Kamuya Ride

Kamuya Ride

Titre original: 
Kamuya Ride (カムヤライド)
Auteur(s): 
Genre: 
Fantastique, action, historique, aventure
Éditeur original: 
Leed (prépublié dans Comic Ran TWINS)
Éditeur français: 
Vega éditions (collection Seinen)
Date de sortie originale: 
2017
Date de sortie en France: 
17 juillet 2019
Nombre de tomes: 
2 (en cours)
Nombre de tomes sortis en France: 
1 (en cours)
Nombre d'éditions en France: 
1 de poche
Traduction: 
Satoko Fujimoto
Couverture: 
souple + jaquette glacée brillante
Sens de lecture: 
Original
Nombre de pages: 
192
Prix: 
8€

Avis

J’avais été plutôt emballée par le travail de l’auteur sur l’un de ses précédents mangas, Area 51, pour son style à la fois déjanté, sombre et créatif. C’est donc non sans enthousiasme que je me lance dans ce titre. La couverture du premier tome et le titre du manga laisse croire à un Sentai, on n’en sera pas si loin que ça

 

Kamuya Ride propose une sorte de chasse aux démons dans le Japon antique. Pour des raisons de lutte de pouvoirs, les humains ont rendue floue la limite entre le domaine des dieux et le leur, si bien que certains humains ont acquis une force surnaturelle et une forme monstrueuse. Un sculpteur ambulant a le pouvoir de renvoyer les dieux chez eux. Quand un jeune prince, qui désire ardemment s’illustrer sur le champ de bataille croise sa route, il ne lui en faut pas plus pour vouloir suivre ses pas en vue d’accomplir un exploit.

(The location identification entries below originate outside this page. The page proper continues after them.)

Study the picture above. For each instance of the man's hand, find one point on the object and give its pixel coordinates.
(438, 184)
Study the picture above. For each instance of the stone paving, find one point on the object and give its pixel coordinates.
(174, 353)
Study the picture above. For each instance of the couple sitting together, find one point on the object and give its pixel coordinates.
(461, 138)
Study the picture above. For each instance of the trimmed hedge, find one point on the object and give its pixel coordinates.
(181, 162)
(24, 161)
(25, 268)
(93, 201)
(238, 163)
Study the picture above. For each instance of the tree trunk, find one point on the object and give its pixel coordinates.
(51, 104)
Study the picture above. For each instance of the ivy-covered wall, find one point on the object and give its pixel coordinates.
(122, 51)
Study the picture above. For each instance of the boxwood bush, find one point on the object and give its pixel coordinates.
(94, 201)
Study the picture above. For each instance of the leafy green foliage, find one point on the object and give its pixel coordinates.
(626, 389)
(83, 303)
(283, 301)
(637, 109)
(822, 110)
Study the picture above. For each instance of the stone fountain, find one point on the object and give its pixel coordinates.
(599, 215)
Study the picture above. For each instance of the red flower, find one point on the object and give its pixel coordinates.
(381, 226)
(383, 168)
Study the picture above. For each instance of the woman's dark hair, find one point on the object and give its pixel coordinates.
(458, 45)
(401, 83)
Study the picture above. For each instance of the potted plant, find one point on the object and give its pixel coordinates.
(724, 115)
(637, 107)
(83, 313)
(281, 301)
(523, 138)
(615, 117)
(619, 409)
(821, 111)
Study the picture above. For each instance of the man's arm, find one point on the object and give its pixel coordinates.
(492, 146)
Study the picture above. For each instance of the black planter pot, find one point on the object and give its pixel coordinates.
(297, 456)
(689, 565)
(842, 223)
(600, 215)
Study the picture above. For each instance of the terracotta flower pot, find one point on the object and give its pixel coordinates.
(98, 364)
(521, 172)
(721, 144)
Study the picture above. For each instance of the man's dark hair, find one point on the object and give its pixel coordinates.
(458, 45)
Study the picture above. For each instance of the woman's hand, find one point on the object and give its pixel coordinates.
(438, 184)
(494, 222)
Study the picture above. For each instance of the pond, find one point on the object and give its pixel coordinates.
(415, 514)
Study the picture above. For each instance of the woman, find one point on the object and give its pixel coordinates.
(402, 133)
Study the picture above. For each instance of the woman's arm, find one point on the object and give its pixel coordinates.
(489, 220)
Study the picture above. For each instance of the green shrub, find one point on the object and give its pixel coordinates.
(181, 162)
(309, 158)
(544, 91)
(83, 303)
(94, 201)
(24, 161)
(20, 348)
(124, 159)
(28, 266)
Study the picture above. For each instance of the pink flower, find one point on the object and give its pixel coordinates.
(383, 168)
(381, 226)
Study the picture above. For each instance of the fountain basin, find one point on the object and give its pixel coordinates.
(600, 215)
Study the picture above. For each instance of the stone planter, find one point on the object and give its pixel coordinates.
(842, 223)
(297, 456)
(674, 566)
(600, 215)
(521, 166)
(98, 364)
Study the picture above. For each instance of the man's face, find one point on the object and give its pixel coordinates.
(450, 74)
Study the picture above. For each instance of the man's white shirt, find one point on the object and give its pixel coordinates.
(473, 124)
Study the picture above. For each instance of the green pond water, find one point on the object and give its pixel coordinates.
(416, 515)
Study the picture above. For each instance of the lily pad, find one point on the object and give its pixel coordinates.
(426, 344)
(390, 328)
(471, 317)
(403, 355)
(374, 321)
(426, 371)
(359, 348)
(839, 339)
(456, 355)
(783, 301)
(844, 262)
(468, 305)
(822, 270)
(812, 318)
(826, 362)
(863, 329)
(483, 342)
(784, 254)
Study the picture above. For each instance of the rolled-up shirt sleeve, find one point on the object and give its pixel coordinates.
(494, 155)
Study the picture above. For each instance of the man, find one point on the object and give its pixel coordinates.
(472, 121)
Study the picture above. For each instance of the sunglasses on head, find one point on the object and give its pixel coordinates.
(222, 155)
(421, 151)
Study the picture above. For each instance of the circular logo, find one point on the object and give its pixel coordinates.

On retrouve l’humour de l’auteur, qui passe par l’ambiance plutôt légère, contrastant avec des passages assez violent. Les personnages nous transmettent une certaine bonne humeur, alors qu’ils vont aux devant de grands dangers face à des dieux déchaînés et des ennemis humains qui en profitent aussi. Le premier tome se concentre surtout sur l’action saupoudrée çà et là quelques explications sur le fond de l’histoire et les enjeux politiques et guerriers qui animent Takeru. Ce dernier va d’ailleurs en prendre sacrément pour son grade dès les premières pages et finit souvent à poil le pauvre XD. On pourrait dire que c’est de l’ecchi mais sans nana %). Mais bon, il ne se démonte pas. Le  manga présente aussi un antagoniste, aux intentions encore mystérieuses, qui ouvre des accès du monde des humains aux dieux…

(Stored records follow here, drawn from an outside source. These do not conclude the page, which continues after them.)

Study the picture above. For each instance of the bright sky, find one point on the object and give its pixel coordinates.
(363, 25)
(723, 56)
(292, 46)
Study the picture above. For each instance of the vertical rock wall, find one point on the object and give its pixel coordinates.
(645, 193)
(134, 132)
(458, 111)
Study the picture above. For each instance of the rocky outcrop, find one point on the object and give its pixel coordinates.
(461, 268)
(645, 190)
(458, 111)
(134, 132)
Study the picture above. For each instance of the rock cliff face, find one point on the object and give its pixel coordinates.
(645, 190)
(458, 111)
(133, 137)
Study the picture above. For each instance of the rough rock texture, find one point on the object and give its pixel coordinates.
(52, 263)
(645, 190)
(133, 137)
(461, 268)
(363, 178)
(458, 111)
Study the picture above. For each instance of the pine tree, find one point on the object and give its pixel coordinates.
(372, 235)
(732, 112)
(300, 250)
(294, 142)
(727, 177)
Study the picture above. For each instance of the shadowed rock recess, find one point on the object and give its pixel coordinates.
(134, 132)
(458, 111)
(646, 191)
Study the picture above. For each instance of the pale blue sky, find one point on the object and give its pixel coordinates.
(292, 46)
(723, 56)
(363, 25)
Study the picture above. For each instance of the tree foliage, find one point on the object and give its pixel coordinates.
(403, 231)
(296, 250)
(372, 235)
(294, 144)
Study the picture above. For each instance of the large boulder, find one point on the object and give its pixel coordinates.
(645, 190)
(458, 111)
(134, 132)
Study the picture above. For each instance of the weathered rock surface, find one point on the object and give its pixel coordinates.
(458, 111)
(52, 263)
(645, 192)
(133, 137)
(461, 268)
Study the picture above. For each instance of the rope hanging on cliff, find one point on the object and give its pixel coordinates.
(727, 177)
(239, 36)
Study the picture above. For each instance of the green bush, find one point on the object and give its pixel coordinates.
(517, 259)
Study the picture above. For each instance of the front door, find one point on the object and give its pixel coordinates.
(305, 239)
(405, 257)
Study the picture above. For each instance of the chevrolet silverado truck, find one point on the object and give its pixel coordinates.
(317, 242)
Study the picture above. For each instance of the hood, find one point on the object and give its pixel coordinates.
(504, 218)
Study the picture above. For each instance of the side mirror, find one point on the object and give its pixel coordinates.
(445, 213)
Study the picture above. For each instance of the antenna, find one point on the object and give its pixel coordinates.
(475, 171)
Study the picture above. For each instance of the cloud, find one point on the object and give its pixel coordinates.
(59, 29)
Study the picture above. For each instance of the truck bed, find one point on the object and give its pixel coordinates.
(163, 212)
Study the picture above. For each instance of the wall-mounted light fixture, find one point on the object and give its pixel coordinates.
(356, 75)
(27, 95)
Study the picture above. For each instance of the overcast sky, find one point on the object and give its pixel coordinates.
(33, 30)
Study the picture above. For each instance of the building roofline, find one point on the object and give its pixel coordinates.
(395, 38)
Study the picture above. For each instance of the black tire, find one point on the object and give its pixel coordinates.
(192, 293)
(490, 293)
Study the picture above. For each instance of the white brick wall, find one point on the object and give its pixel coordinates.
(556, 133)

J’aime toujours la patte de l’auteur, cette fois moins sombre, plus épurée et modérée dans la déformation des corps. Le fort dynamique et les contours épais donnent un peps assez unique au manga, d’autant que les scènes d’action ne manquent pas d’intensité. Le fait que cela se passe au Japon antique, pas tellement mise en scène en manga, permet d’octoryer un côté plus folklorique au manga. Je suis particulièrement séduite par le design des personnages et ceux des dieux, bien foufou, qu’on verrait bien animés dans un jeu vidéo. Cependant, il est assez décevant de voir le manque flagrant de travail sur les décors, qui donne parfois une impression de vide, ou pas fini.

 

Même si pour le moment, l’histoire n’est pas des plus originales, ce premier tome demeure bien sympatoche à lire!